We proposed a new method, SubMito-XGBoost, for protein submitochondrial localization prediction. Three steps are included: (i) the g -gap dipeptide composition ( g -gap DC), pseudo-amino acid composition (PseAAC), auto-correlation function (ACF) and Bi-gram position-specific scoring matrix (Bi-gram PSSM) are employed to extract protein sequence features, (ii) Synthetic Minority Oversampling Technique (SMOTE) is used to balance samples, and the ReliefF algorithm is applied for feature selection and (iii) the obtained feature vectors are fed into XGBoost to predict protein submitochondrial locations. SubMito-XGBoost has obtained satisfactory prediction results by the leave-one-out-cross-validation (LOOCV) compared with existing methods. The prediction accuracies of the SubMito-XGBoost method on the two training datasets M317 and M983 were 97.7% and 98.9%, which are 2.8–12.5% and 3.8–9.9% higher than other methods, respectively. The prediction accuracy of the independent test set M495 was 94.8%, which is significantly better than the existing studies.

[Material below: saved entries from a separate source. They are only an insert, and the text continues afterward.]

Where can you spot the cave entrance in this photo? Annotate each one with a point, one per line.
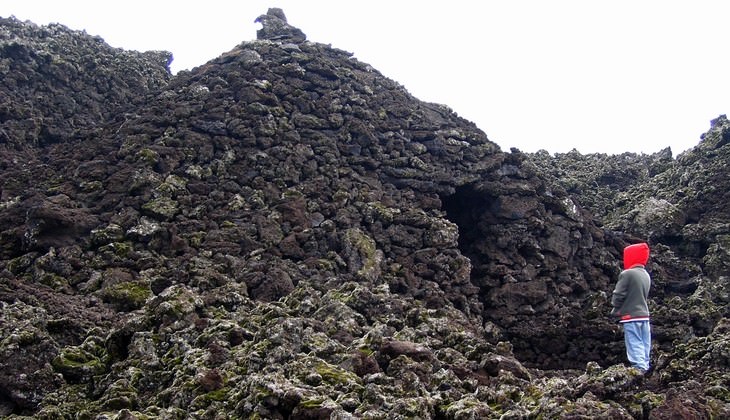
(548, 327)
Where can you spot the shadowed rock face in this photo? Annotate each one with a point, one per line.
(285, 232)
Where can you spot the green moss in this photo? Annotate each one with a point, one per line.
(227, 224)
(20, 264)
(312, 403)
(218, 394)
(76, 363)
(127, 295)
(148, 156)
(335, 375)
(163, 207)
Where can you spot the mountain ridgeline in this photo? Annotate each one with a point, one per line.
(285, 233)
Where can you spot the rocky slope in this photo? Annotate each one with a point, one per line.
(284, 232)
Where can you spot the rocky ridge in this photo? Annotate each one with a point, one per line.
(284, 232)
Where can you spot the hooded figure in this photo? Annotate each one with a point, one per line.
(629, 301)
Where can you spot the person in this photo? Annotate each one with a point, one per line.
(630, 307)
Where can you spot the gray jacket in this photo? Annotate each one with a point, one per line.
(630, 296)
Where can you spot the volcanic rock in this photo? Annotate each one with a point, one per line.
(284, 232)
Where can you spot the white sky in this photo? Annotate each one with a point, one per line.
(608, 76)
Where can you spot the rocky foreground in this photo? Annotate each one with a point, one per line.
(286, 233)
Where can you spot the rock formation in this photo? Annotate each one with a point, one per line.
(284, 232)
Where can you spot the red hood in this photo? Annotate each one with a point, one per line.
(636, 254)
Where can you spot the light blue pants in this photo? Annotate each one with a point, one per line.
(637, 336)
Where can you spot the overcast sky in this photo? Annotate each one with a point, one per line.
(608, 76)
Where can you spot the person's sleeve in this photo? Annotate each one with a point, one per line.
(619, 293)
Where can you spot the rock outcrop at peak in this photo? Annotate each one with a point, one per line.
(284, 232)
(276, 28)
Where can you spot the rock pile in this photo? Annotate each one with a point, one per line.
(284, 232)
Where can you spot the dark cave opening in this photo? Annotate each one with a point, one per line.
(546, 338)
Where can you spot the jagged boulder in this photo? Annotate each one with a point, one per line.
(284, 232)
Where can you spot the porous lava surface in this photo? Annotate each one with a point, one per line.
(286, 233)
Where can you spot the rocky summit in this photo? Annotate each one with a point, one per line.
(285, 233)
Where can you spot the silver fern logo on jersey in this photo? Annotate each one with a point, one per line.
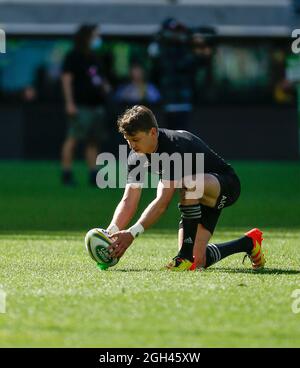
(183, 170)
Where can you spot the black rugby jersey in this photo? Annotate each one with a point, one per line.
(179, 142)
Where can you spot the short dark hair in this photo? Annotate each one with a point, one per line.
(83, 36)
(137, 119)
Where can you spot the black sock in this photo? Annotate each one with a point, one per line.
(189, 235)
(189, 222)
(93, 176)
(216, 252)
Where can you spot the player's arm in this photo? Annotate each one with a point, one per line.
(158, 206)
(67, 85)
(151, 214)
(126, 208)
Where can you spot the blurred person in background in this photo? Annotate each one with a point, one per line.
(177, 53)
(85, 90)
(137, 90)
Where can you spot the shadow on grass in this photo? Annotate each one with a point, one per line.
(136, 270)
(265, 271)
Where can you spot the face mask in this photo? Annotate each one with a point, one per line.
(96, 43)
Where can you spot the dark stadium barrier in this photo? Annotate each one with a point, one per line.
(36, 131)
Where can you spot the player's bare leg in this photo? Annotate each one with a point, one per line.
(67, 160)
(91, 153)
(68, 153)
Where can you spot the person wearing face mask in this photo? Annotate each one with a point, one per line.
(85, 91)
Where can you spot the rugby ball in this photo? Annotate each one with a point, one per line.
(97, 242)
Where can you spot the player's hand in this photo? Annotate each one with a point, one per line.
(71, 109)
(121, 241)
(199, 256)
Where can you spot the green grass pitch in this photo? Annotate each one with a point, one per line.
(56, 297)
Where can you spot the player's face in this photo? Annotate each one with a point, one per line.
(143, 142)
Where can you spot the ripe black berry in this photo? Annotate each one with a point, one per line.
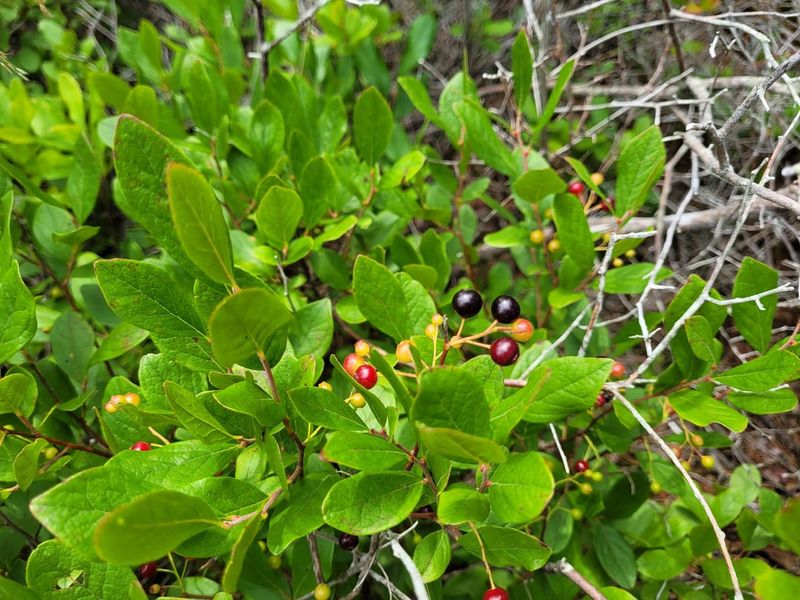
(348, 542)
(505, 309)
(467, 303)
(504, 351)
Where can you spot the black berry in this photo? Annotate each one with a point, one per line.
(505, 309)
(504, 351)
(467, 303)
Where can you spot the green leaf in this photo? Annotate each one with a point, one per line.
(324, 408)
(311, 332)
(451, 397)
(521, 488)
(175, 465)
(363, 452)
(18, 320)
(71, 509)
(462, 504)
(123, 338)
(632, 279)
(26, 464)
(208, 99)
(787, 524)
(194, 415)
(639, 167)
(554, 97)
(700, 408)
(615, 555)
(372, 125)
(83, 183)
(522, 68)
(511, 409)
(753, 323)
(199, 223)
(267, 135)
(150, 526)
(701, 338)
(242, 324)
(18, 392)
(403, 170)
(573, 230)
(278, 216)
(534, 185)
(247, 398)
(54, 571)
(146, 296)
(460, 446)
(432, 556)
(380, 297)
(319, 189)
(507, 548)
(72, 343)
(762, 373)
(764, 403)
(141, 156)
(777, 585)
(303, 514)
(369, 503)
(418, 94)
(572, 386)
(235, 564)
(484, 141)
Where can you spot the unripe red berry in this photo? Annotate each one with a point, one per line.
(521, 330)
(495, 594)
(504, 351)
(147, 570)
(351, 362)
(362, 348)
(403, 352)
(366, 376)
(617, 370)
(576, 188)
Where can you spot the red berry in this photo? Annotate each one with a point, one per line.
(617, 370)
(504, 351)
(521, 330)
(147, 570)
(495, 594)
(576, 188)
(351, 362)
(366, 376)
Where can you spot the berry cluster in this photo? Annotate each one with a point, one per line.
(506, 313)
(114, 402)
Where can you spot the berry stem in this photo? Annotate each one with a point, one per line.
(483, 554)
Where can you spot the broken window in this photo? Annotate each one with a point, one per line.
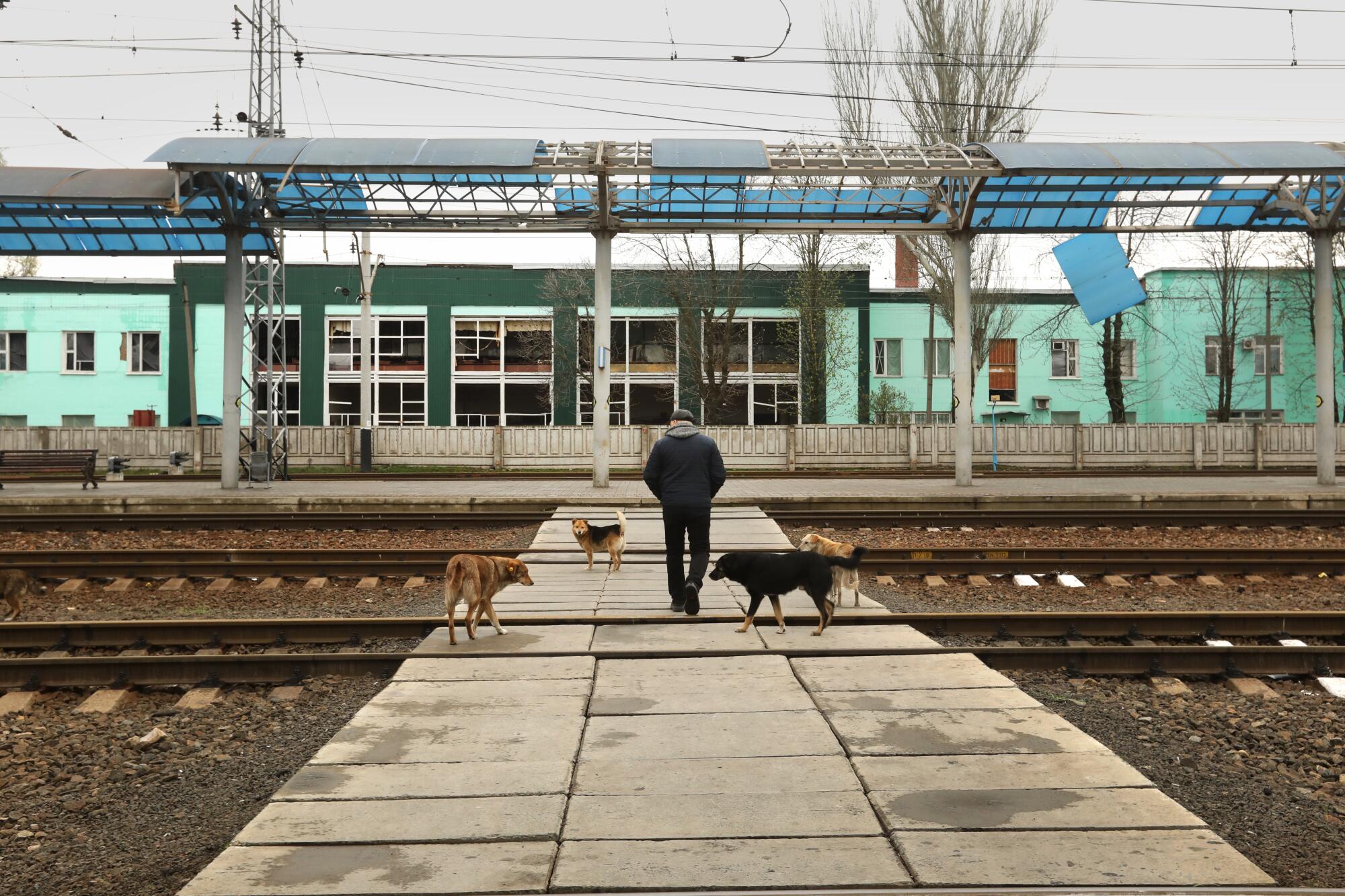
(775, 346)
(528, 345)
(775, 404)
(400, 404)
(284, 343)
(344, 404)
(79, 354)
(287, 411)
(528, 404)
(344, 345)
(477, 345)
(477, 404)
(145, 352)
(400, 345)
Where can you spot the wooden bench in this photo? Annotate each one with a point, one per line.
(50, 462)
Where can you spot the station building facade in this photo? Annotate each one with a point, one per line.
(488, 345)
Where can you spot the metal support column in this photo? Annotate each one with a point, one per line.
(235, 317)
(367, 353)
(962, 354)
(1324, 323)
(602, 358)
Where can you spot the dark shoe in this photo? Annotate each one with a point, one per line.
(692, 594)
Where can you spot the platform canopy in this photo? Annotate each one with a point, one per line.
(115, 212)
(735, 186)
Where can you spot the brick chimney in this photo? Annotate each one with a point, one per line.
(909, 272)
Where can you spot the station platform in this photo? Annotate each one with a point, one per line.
(640, 755)
(839, 491)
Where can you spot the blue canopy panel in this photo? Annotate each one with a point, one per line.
(727, 198)
(1100, 274)
(42, 229)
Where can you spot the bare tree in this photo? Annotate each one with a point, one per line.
(965, 73)
(707, 286)
(1225, 294)
(20, 266)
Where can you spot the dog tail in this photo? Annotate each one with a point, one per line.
(848, 563)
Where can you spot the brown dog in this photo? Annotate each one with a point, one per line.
(14, 585)
(478, 580)
(610, 538)
(841, 577)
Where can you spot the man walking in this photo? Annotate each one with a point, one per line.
(685, 471)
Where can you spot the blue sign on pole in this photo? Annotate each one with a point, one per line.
(1100, 274)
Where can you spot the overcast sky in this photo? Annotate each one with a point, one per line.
(128, 77)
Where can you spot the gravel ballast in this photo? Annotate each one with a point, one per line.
(84, 810)
(1265, 775)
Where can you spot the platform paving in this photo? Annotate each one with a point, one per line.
(615, 758)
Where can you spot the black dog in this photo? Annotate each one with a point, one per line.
(774, 575)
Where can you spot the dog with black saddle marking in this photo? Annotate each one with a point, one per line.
(774, 575)
(610, 538)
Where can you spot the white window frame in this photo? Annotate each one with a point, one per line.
(1260, 356)
(132, 338)
(1128, 353)
(7, 354)
(931, 358)
(69, 352)
(886, 356)
(1071, 349)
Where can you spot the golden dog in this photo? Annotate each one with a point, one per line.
(478, 580)
(841, 577)
(14, 585)
(610, 538)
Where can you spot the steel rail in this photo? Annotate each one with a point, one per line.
(153, 633)
(1182, 659)
(859, 516)
(988, 560)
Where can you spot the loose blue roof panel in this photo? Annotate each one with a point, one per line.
(1100, 274)
(1178, 158)
(677, 153)
(373, 154)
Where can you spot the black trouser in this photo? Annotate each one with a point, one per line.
(680, 524)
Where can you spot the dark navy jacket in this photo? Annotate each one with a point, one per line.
(685, 469)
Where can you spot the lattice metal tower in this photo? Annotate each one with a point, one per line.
(266, 444)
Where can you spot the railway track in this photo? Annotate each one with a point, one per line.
(1139, 657)
(948, 561)
(150, 633)
(856, 517)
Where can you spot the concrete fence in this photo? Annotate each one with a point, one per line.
(814, 447)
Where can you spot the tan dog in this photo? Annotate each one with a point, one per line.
(478, 580)
(14, 585)
(841, 577)
(610, 538)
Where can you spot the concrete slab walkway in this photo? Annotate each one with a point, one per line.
(562, 768)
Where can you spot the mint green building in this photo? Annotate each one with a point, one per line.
(479, 345)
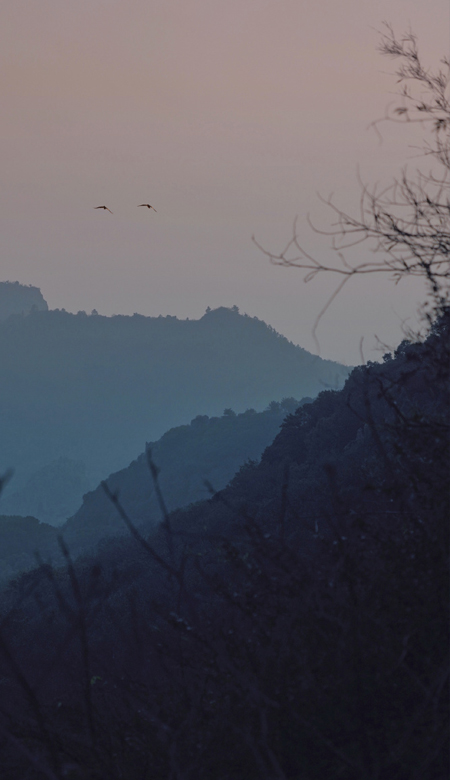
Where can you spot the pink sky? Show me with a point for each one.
(228, 116)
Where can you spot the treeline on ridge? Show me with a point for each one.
(293, 625)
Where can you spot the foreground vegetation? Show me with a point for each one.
(294, 625)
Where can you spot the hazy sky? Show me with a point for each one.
(228, 116)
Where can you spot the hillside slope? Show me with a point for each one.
(93, 389)
(294, 625)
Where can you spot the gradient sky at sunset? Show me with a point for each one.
(228, 116)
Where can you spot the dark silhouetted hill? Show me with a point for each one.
(209, 450)
(294, 625)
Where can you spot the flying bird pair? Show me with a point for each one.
(141, 204)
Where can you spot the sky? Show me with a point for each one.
(231, 117)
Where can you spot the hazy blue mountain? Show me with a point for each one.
(18, 298)
(52, 493)
(94, 389)
(210, 449)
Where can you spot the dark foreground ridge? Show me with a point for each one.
(295, 625)
(91, 390)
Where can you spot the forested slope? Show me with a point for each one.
(294, 625)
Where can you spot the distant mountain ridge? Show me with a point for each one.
(93, 389)
(16, 298)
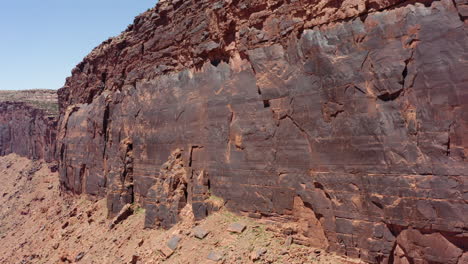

The proposed method also achieves satisfactory predictive performance on plant and non-plant protein submitochondrial datasets. SubMito-XGBoost also plays an important role in new drug design for the treatment of related diseases.

Availability and implementation

The source codes and data are publicly available at https://github.com/QUST-AIBBDRC/SubMito-XGBoost/ .

Supplementary information

Supplementary data are available at Bioinformatics online.